Likewise, instead of checking one story on either side when engaged in Pyrrhonian skepticism, tell a bunch of stories that are consistent with either side, then weight them by how likely the stories are.
To test what your mental model actually says, try varying parts of the model inputs/outputs randomly and see which combinations fit well/horribly with your model.
When working in domains where you have detailed mental simulations (for example dealing with people you’re very familiar with, or for simple manual tasks such as picking up a glass of water), instead of using the inner sim technique once with the most likely/most available set of starting conditions, do as many simulations as possible and weight them based on how likely the starting conditions are.
When doing reference class forecasting, vary the reference class used to test for model robustness.
Instead of answering with a gut feeling directly for a probability judgment for a given thing, try to imagine different possibilities under which the thing happens or doesn’t happen, and then vary the specific scenarios (then simulate them in your head) to see how robust each possibility is. Come up with your probability judgment after consulting the result of these robustness checks.
When I am developing and testing (relatively easy to communicate) rationality techniques in the future, I will try to vary the technique in different ways when presenting them to people, and see how robust the technique is to different forms of noise.
I should do more mental simulations to calibrate myself on how good the actions I didn’t take were, instead of just relying on my gut feeling/how good other people who took those actions seem to be doing.
Instead of using different perspectives or frameworks, I could do Fermi modeling with different instrumental rationality techniques when approaching a difficult problem.
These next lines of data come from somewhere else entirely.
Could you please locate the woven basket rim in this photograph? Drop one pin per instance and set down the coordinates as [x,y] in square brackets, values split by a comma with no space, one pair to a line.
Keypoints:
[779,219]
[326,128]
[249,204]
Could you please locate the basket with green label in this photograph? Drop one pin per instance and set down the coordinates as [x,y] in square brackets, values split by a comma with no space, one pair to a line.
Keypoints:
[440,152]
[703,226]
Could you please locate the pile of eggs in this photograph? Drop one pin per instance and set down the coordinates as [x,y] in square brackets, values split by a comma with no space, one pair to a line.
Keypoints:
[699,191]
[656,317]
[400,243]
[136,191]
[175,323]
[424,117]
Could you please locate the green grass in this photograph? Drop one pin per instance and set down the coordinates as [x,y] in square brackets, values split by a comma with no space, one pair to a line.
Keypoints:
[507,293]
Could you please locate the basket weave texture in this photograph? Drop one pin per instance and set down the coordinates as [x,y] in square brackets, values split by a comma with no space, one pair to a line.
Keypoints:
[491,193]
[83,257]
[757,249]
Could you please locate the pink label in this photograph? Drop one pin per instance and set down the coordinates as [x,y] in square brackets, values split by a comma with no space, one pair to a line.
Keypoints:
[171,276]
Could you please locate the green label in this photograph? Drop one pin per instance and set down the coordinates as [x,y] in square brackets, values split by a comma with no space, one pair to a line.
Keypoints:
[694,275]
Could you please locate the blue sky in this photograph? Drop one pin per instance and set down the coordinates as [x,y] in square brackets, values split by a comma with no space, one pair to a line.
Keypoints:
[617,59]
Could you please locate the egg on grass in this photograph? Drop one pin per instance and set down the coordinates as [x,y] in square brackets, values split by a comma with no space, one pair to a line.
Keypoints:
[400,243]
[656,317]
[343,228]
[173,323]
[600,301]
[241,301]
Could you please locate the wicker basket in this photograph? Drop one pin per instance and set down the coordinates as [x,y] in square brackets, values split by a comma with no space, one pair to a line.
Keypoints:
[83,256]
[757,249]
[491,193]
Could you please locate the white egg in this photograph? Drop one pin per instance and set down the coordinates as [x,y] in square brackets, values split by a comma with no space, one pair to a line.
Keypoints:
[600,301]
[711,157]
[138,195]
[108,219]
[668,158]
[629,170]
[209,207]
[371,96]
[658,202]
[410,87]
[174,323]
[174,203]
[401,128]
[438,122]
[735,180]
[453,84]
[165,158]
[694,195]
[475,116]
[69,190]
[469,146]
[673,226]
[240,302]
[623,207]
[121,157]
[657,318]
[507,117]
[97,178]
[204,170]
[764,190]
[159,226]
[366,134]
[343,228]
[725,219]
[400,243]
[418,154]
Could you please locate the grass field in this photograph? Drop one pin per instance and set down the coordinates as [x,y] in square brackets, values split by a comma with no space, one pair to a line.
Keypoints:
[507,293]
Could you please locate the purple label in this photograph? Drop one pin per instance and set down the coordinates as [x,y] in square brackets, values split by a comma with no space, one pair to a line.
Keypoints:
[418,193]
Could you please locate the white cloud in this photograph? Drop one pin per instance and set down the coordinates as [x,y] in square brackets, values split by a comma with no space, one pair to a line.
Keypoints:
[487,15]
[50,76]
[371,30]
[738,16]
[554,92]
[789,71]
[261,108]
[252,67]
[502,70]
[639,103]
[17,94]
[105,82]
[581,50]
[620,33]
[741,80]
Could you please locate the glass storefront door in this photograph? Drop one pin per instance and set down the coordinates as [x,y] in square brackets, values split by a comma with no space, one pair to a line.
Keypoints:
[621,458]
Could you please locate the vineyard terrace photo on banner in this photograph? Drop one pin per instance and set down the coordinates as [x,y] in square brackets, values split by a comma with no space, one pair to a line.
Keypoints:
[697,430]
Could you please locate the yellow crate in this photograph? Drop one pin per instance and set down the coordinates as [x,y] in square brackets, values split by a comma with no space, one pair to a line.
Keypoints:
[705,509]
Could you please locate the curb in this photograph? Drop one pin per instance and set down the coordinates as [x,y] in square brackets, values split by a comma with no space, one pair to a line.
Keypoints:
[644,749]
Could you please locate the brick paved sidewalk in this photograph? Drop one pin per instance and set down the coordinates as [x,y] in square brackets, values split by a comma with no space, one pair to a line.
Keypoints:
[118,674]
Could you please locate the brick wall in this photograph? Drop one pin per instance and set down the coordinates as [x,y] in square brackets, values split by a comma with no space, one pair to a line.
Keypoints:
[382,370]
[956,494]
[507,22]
I would quickly go through my list of instrumental rationality techniques, then weight the suggestions made by each of them based on how applicable the technique is to the specific problem I’m stuck on.
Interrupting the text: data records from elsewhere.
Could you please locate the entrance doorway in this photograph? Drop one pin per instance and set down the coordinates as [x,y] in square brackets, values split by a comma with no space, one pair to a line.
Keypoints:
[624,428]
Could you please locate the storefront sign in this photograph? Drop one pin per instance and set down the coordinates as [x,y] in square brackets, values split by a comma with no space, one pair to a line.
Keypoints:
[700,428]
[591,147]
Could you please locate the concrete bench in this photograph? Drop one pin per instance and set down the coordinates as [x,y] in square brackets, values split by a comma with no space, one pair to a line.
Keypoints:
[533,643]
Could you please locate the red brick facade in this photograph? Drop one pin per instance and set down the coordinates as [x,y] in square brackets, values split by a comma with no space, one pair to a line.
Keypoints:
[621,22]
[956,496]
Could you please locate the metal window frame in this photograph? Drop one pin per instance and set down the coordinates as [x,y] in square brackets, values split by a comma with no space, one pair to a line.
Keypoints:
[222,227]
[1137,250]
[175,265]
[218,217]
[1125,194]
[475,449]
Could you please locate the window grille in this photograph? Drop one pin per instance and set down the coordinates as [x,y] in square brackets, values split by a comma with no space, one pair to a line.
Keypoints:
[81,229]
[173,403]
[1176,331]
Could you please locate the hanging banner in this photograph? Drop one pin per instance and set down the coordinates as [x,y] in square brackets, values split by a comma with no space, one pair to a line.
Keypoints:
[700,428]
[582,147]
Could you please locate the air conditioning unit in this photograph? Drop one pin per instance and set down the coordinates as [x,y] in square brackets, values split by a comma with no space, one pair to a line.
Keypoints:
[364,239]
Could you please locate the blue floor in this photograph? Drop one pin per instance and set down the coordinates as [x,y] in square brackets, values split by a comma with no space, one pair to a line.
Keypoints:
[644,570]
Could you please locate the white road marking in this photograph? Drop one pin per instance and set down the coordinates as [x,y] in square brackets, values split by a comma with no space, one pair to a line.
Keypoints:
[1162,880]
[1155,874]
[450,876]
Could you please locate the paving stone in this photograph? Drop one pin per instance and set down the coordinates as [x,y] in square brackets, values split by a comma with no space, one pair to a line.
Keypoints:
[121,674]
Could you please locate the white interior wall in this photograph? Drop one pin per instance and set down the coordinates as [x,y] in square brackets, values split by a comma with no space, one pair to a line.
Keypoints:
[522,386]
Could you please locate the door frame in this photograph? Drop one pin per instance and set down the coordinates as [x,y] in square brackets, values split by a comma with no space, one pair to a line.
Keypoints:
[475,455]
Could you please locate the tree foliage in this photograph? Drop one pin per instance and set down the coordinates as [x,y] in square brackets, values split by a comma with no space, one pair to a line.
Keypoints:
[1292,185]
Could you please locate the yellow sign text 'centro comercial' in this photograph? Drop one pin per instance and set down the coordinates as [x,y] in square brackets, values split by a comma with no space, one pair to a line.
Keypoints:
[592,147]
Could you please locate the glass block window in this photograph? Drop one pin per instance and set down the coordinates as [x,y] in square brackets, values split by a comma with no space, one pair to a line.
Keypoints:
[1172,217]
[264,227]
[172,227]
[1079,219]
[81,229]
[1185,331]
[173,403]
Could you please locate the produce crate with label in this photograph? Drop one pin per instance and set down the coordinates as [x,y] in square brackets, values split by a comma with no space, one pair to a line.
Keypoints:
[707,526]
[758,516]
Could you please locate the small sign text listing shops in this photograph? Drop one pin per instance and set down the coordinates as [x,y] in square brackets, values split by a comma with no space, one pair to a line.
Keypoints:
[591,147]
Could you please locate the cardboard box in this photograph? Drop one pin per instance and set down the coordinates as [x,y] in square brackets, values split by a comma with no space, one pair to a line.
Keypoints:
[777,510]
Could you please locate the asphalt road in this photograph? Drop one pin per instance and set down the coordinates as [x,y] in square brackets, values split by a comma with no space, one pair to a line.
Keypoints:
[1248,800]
Recently, I’ve been reading a lot of biographies/auto-biographies from great scientists in the 20th century, for example Feynman and James Watson. When encountering a novel scientific problem, instead of only thinking about what the most recently read-about scientist would say, I should keep a list of scientists whose thought processes have been inspirational to me, and try to imagine what each of the scientists would do, weighting them by how applicable (my mental model of) their experiences are to the specific problem.
I guess Fermi modeling isn’t so much a single hammer, as much as the “hammer” of the nail mindset. So some of the applications or variants I generated above seem to be ways of applying more hammers to a fixed nail, instead of applying the same fixed hammer to different nails.